March 1960 Popular Electronics
Table
of Contents
Wax nostalgic about and learn from the history of early electronics. See articles
from
Popular Electronics,
published October 1954 - April 1985. All copyrights are hereby acknowledged.
|
That John T. Frye was a great short story writer is a given
truism based on his decades-long production of the Carl &
Jerry series in Popular Electronics. It is easy to look over
the fact that he also had artistic skills as well as evidenced
by the pencil drawings that accompanied each installment. In
this episode, our two electronics hobbyists build a resistor
anemometer to measure wind speed from within their basement
workshop. In the usually storyline style, one boy gives a lesson
in circuit design while the other (also the reader) is the attentive
student.
Carl & Jerry: A Hot Idea
By John T Frye
W9EGV
The buffeting March wind spanked Carl with the slamming basement
door as he stepped into the electronic laboratory of his friend,
Jerry: The latter was sitting with his head encased in a pair
of muff-type earphones connected to an amplifier with a variable
frequency audio oscillator working into its input. As Carl looked
at his chum aimlessly adjusting the frequency of the oscillator
and the gain of the amplifier, he decided there was something
about Jerry's appearance that was not right. There was a certain
lackluster look about his eyes, and his round face looked fatter
than ever - but in a sort of lopsided way.

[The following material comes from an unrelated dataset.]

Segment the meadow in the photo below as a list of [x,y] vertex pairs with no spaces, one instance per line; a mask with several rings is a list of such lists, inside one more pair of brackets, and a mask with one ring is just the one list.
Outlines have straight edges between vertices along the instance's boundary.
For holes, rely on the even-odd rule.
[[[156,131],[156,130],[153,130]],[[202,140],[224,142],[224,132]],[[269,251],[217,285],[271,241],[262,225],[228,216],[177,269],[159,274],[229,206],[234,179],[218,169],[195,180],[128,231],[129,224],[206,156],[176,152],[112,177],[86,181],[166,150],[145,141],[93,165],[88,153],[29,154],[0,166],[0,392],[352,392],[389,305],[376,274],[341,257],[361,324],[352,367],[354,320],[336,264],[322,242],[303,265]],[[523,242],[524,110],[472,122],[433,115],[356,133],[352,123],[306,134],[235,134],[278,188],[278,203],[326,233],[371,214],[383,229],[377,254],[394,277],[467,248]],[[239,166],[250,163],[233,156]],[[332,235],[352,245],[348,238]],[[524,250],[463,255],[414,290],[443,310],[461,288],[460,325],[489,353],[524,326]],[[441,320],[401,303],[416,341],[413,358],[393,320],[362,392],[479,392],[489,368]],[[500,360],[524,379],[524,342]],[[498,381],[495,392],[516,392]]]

"Guess I'm the one guy in ten for whom it won't work," Jerry
said with a lugubrious sigh as he shut off the equipment and
removed the earphones.
"What won't work, and what's the matter with your face? It
looks twice as big as it ought to."
"The 'audio anesthetic' won't work for me. I've got an infected
wisdom tooth that's killing me, and I have an appointment with
the dentist in an hour. But the other day I read that a Boston
dentist discovered that music or random noise put into earphones
worn by a patient killed the pain of dental work in 90% of 2000
cases tested. The patient adjusts the sound level with a gain
control in his lap until the sound blocks out the pain sensation.
A company in Rochester is already in production on the device.
I was trying to see if I could kill the pain of my toothache
with various frequencies from the audio generator, but I couldn't."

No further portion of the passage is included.